Heel wat politici, filosofen en gewone burgers eisen van de overheid meer transparantie in het politiek bedrijf. Het lijkt wel het tovermiddel om onze democratie sterker en efficiënter te maken. En de politiek speelt daar ook op in. Nieuwe parlementsgebouwen worden gebouwd met grote glaspartijen als figuurlijk, maar ook letterlijk symbool van de gezamenlijke wil om te komen tot transparantie. Burgers krijgen zo bijna letterlijk inzage in de parlementaire werking en de verkozenen van het volk zien als het ware hoe de burgers op hen toekijken. Dus geen beslissingen meer in duistere achterkamertjes maar openbare debatten die dan via televisie en het internet gevolgd kunnen worden door al wie interesse heeft.

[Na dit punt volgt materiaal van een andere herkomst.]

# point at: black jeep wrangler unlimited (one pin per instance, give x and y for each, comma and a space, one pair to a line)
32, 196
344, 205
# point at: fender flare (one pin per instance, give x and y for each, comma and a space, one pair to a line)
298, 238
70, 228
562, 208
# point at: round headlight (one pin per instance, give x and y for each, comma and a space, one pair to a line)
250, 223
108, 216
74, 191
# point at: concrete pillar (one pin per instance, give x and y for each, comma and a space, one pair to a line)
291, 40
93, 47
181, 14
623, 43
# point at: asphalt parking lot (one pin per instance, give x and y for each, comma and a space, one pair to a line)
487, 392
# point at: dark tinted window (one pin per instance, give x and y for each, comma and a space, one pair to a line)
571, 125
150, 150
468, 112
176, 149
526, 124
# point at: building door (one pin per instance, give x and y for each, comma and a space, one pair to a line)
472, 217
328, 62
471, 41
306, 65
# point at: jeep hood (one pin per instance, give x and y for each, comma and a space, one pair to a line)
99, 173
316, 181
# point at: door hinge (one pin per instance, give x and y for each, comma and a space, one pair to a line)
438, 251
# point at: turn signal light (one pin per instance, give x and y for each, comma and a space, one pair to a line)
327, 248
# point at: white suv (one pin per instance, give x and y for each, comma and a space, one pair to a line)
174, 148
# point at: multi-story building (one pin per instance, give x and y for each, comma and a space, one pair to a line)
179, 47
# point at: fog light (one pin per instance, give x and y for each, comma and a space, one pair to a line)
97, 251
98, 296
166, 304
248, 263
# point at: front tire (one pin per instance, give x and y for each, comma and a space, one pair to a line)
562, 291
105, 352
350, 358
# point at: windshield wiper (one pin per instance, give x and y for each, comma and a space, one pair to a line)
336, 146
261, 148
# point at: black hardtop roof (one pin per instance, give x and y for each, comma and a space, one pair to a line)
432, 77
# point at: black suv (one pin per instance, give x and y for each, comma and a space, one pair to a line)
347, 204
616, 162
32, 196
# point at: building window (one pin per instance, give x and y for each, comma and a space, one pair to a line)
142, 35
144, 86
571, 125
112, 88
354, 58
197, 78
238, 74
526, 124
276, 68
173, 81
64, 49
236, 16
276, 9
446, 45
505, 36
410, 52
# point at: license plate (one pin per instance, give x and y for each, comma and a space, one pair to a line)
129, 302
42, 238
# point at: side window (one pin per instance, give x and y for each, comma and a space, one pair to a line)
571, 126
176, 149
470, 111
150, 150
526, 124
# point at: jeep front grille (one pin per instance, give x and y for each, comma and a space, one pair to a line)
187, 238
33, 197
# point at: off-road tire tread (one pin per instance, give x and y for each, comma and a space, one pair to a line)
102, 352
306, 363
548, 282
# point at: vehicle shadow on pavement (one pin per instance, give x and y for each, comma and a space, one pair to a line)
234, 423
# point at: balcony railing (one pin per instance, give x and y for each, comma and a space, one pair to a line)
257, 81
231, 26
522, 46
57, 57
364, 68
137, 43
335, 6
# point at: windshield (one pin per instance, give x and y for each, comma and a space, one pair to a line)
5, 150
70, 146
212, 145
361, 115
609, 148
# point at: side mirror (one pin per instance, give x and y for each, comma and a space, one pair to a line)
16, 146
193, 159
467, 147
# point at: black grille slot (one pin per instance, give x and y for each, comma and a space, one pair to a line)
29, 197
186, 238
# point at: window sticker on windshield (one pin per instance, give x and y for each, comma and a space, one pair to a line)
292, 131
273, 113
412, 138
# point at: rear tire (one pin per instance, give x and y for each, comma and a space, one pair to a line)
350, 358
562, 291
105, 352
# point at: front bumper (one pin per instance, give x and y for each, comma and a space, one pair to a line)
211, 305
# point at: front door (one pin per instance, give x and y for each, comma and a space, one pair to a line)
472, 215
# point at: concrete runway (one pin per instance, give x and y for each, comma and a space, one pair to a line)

Transparantie wordt ook geëist van zowat alle burgers om aan te tonen dat ze ‘niets te verbergen hebben’ en daarom figuurlijk doorzichtig moeten zijn. Leve de transparantie dus. Maar tegen die trend in schreef de Nederlandse hoogleraar Bestuurskunde Paul Frissen het boek Het geheim van de laatste staat waarin hij kritiek geeft op de transparantie en pleit voor het fundamentele recht van de burger op geheimen als één van de waarborgen van zijn vrijheid.

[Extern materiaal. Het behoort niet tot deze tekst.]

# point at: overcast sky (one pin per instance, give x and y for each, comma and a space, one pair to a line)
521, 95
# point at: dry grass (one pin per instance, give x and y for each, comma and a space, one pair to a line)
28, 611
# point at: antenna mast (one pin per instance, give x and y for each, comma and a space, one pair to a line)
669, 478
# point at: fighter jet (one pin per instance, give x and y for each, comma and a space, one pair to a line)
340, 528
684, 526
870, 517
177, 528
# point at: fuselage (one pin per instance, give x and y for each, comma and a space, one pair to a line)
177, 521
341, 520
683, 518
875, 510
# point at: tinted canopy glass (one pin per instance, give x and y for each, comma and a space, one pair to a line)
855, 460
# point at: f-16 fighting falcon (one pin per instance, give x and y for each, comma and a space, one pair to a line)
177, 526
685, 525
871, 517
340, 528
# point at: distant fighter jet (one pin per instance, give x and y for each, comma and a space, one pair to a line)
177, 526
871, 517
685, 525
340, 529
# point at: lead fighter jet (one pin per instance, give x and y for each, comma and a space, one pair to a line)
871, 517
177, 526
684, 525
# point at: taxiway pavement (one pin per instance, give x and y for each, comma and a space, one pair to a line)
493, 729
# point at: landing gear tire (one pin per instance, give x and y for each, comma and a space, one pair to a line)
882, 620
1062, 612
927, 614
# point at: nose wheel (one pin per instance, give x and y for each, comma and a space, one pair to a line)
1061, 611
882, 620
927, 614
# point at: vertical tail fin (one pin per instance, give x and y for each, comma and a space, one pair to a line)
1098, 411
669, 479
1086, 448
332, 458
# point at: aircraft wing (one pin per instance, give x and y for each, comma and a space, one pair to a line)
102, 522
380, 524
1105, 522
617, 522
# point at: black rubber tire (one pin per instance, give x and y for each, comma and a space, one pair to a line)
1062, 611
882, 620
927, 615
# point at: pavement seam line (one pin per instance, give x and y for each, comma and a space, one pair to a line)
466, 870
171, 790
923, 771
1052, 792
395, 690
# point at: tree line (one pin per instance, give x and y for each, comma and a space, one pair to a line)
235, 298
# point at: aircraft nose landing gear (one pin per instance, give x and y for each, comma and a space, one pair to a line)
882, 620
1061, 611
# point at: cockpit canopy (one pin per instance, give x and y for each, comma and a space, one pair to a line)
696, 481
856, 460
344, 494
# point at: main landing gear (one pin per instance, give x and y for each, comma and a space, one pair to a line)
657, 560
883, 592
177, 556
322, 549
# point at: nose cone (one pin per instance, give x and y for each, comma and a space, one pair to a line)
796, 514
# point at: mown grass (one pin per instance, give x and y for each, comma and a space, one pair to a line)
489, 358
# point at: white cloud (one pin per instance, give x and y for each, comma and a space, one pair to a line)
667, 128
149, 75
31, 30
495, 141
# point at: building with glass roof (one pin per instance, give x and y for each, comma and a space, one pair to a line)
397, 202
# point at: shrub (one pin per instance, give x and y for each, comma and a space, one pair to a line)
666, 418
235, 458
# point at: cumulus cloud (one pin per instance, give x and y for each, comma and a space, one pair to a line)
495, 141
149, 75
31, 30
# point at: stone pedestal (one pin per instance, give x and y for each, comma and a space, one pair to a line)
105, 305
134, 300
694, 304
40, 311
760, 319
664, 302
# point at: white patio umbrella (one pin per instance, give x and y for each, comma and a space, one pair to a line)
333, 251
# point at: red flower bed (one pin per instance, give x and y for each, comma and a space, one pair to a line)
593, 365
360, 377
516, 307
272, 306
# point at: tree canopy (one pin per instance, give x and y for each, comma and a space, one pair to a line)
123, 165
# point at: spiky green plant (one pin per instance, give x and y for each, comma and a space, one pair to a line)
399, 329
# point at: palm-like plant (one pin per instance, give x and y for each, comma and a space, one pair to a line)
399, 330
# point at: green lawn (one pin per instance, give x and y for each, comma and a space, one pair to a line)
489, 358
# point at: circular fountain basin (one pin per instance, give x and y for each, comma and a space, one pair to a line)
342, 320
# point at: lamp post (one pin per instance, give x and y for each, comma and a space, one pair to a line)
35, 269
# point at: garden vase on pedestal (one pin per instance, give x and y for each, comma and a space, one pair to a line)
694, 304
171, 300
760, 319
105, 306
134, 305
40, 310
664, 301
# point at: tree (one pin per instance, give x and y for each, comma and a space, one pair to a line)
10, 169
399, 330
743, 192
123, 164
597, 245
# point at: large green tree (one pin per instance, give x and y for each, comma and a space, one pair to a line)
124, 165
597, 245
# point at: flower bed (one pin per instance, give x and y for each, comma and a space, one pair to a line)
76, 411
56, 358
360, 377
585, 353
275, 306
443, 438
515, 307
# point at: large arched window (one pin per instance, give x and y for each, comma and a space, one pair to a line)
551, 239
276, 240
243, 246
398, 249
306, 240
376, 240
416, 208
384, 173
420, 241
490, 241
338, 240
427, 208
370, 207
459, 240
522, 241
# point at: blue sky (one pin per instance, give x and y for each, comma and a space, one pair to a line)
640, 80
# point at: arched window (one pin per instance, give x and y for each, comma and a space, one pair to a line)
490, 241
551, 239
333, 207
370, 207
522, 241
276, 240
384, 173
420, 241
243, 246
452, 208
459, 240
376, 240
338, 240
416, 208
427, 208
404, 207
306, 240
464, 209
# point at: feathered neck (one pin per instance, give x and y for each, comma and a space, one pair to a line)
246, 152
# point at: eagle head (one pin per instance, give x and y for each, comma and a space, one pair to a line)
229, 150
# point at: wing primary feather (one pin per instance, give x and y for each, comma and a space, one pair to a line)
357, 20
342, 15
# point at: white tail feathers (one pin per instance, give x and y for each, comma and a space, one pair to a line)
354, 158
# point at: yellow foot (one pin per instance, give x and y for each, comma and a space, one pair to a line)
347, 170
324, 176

Frissen beseft dat het begrip ‘transparantie’ een buzzwoord van onze tijd is dat voortdurend wordt aangehaald ter bevordering van de democratie en om ‘de waarheid’ te kennen. Maar hij is overtuigd dat zowel de burgers als de staat geheimen nodig hebben om de vrijheid van de burgers te beschermen. Hij wijst daarbij op de paradox dat we met zijn allen wel belang hechten aan onze privacy maar via de sociale media overal sporen nalaten. En dat we wel alles willen weten over onze machthebbers maar schrikken als de staat in onze geheimen komt snuffelen. De auteur bespreekt eerst de historische oorzaken naar die drang naar transparantie. Sinds de Verlichting willen we zoveel mogelijk weten. ‘De sluiers van onwetendheid waarin geloof en magie de mensheid millennia lang hebben gehuld, moesten worden afgeworpen,’ schrijft Frissen. En met de opkomst van de democratie hebben burgers recht op informatie, moet openheid bijdragen in het geheel van check and balances, en willen we weten wat we van de overheid en onze bestuurders mogen verwachten. Transparantie draagt trouwens ook bij tot een betere marktwerking en het voorkomen van corruptie en belangenvermenging.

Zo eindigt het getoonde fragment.